We set up a schedule with Floor Guy #2 to install the floor.  But this meant first that Husband and I had to manage to move the entire refrigerator through various narrow passages in our house out of the kitchen.  We were going to put the fridge in the laundry room.  Except it turns out our fridge is wider than the door to the laundry room, or to the bedroom next to the kitchen, or to anywhere but the back door.

So onto the back porch it went.  I wish I had a picture of how our back porch now looked like we were trying some avant-garde experimental kitchen project.  No, wait, it just looked weird.  And was very inconvenient to have to go outside.  In the winter.  To get milk.

Did I mention it was the winter?  Everything in the refrigerator doors froze.

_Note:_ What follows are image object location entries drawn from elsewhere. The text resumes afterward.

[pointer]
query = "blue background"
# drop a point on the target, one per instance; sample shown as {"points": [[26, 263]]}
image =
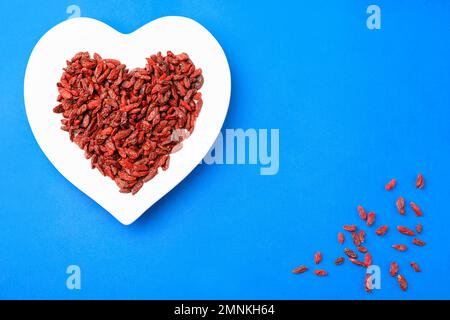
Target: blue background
{"points": [[355, 108]]}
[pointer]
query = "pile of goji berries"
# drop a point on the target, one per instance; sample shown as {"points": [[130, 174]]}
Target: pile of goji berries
{"points": [[359, 237], [128, 122]]}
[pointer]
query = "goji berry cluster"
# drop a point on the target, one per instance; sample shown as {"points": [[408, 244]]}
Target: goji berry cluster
{"points": [[359, 237], [128, 122]]}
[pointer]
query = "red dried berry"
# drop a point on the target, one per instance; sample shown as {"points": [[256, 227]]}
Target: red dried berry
{"points": [[420, 182], [349, 228], [415, 266], [418, 242], [357, 262], [317, 257], [393, 270], [419, 228], [405, 231], [321, 273], [370, 218], [416, 209], [350, 253], [362, 213], [355, 238], [400, 203], [367, 259], [341, 238], [362, 249], [362, 236], [390, 185], [400, 247], [300, 269], [129, 122], [381, 231]]}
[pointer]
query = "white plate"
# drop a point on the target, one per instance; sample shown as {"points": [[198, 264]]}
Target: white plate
{"points": [[177, 34]]}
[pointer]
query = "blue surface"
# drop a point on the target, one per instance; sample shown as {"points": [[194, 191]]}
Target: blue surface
{"points": [[354, 107]]}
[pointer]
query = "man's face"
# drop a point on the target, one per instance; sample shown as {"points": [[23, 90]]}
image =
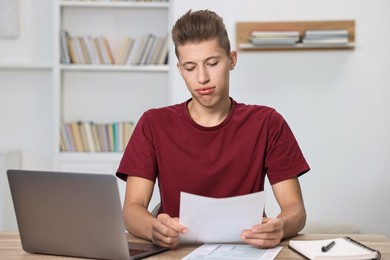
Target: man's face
{"points": [[205, 68]]}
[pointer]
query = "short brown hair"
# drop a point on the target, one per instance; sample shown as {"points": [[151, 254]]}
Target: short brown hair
{"points": [[202, 25]]}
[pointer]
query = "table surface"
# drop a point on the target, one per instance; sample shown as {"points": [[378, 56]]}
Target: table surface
{"points": [[11, 248]]}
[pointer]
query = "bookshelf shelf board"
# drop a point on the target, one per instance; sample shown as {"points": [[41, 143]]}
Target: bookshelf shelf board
{"points": [[114, 68], [87, 156], [299, 46], [25, 66], [114, 4], [244, 29]]}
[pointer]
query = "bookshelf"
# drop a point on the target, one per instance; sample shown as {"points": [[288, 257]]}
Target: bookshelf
{"points": [[105, 93], [244, 30]]}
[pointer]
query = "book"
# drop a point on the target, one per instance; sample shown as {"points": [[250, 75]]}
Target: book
{"points": [[326, 33], [342, 248], [274, 34]]}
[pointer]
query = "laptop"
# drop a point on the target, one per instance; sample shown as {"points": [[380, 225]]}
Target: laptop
{"points": [[72, 214]]}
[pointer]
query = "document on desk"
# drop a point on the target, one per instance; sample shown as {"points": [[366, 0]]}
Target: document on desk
{"points": [[232, 251], [219, 220]]}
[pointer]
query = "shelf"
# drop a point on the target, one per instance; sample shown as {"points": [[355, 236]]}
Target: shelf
{"points": [[244, 29], [114, 68], [114, 4], [25, 66], [80, 156]]}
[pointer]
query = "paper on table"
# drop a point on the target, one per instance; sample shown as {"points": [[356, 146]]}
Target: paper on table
{"points": [[230, 251], [218, 220]]}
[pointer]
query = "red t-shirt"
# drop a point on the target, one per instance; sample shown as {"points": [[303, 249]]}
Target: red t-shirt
{"points": [[226, 160]]}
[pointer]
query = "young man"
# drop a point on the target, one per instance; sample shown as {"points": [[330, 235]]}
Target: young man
{"points": [[210, 145]]}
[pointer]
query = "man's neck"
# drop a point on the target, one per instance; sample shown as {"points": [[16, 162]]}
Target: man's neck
{"points": [[209, 116]]}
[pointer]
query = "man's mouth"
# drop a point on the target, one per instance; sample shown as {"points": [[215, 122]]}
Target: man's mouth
{"points": [[205, 90]]}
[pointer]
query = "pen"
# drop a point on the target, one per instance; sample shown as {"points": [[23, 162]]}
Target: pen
{"points": [[327, 247]]}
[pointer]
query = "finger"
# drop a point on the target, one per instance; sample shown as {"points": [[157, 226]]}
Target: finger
{"points": [[172, 223]]}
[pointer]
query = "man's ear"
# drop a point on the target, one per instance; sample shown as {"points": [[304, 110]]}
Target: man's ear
{"points": [[179, 68], [233, 59]]}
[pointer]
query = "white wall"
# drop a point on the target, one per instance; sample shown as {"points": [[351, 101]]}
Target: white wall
{"points": [[335, 101], [26, 108]]}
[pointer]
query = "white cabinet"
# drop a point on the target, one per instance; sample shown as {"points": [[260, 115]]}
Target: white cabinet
{"points": [[106, 93]]}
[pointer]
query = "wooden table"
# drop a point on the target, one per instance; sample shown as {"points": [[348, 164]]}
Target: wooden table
{"points": [[11, 248]]}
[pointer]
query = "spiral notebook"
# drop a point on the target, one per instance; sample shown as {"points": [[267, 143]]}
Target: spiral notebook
{"points": [[343, 248]]}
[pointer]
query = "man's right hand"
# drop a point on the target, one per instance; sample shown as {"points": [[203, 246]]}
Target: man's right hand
{"points": [[166, 230]]}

Floor Guy #2 got to installing the floor.  Which you'd think is a fairly simple process.  But it wasn't at all; it was instead days and days of process:

  1. FG2 comes to remove the old tiles from the floor.
  2. FG2 comes the next day to sand down the gunk from under the old tiles.
  3. FG2 comes to install the new wood.
  4. FG2 comes to install the pegs and the wood filler on the wood.
  5. The wood filler cures endlessly.
  6. FG2 comes to sand the floor.

All of the above was complicated by the fact that he was incapable of showing up when he had said he would, or of informing us when he would show up.  So Husband would leave work early to wait around for the floor guy to show up, when he wouldn't; I would be at home on a conference call and answer the door to find, unexpectedly, that today was evidently Sanding Day.

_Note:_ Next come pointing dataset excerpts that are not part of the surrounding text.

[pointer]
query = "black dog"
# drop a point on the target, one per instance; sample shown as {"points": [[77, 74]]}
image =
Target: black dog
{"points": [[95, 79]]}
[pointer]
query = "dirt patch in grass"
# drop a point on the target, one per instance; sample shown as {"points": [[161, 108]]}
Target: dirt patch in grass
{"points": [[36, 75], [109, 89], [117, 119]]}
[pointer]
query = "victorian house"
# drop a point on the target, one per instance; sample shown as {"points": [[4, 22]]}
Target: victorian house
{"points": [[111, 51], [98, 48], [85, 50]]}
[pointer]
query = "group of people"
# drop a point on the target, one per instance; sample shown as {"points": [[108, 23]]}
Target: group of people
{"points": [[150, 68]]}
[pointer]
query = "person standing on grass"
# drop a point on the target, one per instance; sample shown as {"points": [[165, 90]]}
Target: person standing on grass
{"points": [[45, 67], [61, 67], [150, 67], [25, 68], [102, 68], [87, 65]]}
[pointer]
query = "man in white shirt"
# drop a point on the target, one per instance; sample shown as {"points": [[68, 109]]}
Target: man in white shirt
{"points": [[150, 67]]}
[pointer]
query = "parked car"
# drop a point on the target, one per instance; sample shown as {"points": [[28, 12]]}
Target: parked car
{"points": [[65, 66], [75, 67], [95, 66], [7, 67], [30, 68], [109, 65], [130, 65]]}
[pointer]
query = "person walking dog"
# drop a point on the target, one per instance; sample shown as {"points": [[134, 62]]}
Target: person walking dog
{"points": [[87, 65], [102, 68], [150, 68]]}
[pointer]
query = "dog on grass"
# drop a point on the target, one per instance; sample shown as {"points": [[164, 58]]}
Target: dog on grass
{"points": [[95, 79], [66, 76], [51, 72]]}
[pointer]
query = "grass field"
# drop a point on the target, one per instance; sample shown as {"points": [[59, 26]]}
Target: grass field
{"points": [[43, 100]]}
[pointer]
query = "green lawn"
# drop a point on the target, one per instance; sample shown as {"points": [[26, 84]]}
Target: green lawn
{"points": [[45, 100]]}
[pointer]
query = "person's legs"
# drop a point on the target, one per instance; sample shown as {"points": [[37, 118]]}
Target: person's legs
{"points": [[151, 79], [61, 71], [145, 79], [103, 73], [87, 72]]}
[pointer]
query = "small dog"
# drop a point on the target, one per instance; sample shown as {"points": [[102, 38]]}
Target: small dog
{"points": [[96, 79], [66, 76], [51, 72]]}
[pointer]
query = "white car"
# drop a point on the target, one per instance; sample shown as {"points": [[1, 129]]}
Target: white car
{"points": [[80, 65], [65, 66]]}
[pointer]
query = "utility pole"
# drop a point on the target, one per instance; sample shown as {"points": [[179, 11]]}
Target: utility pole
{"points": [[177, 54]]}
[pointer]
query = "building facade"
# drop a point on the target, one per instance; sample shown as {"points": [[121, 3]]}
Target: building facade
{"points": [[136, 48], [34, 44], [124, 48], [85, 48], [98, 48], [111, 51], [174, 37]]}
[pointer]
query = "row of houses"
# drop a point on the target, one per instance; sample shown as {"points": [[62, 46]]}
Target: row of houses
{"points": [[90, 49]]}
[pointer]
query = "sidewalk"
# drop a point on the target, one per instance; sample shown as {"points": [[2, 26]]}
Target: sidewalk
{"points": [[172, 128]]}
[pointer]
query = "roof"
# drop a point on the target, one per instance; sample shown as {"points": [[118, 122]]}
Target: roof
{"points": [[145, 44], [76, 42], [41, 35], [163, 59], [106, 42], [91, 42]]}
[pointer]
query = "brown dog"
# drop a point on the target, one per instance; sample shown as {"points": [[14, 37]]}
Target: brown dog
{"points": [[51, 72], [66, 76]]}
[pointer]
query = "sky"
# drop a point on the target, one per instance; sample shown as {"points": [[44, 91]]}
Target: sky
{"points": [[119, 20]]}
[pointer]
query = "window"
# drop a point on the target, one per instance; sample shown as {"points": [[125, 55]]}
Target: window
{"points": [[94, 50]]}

Once he got the wood down, at long last, it looked nice, but pretty raw.

raw floor in kitchen


raw floor


And for blah blah blah reasons, he couldn't stain and finish the floor (which itself was a multi-day process) for another x number of days because he probably enjoyed making our lives difficult. Don't tell me it wasn't intentional.  He could see the fridge out on the back porch.

So for another week or two we stepped very gingerly and carefully on the unfinished floor on our way out to the back porch to the refrigerator.

The floor guy finally stained the floor after Husband signed a BLOOD CONTRACT that the stain was in fact the stain we wanted.  And Husband has a good eye, because it looked awesome:


We were enjoying the finished product until we had a near-simultaneous recollection of a conversation that had happened approximately 300 trips to an outdoor refrigerator ago.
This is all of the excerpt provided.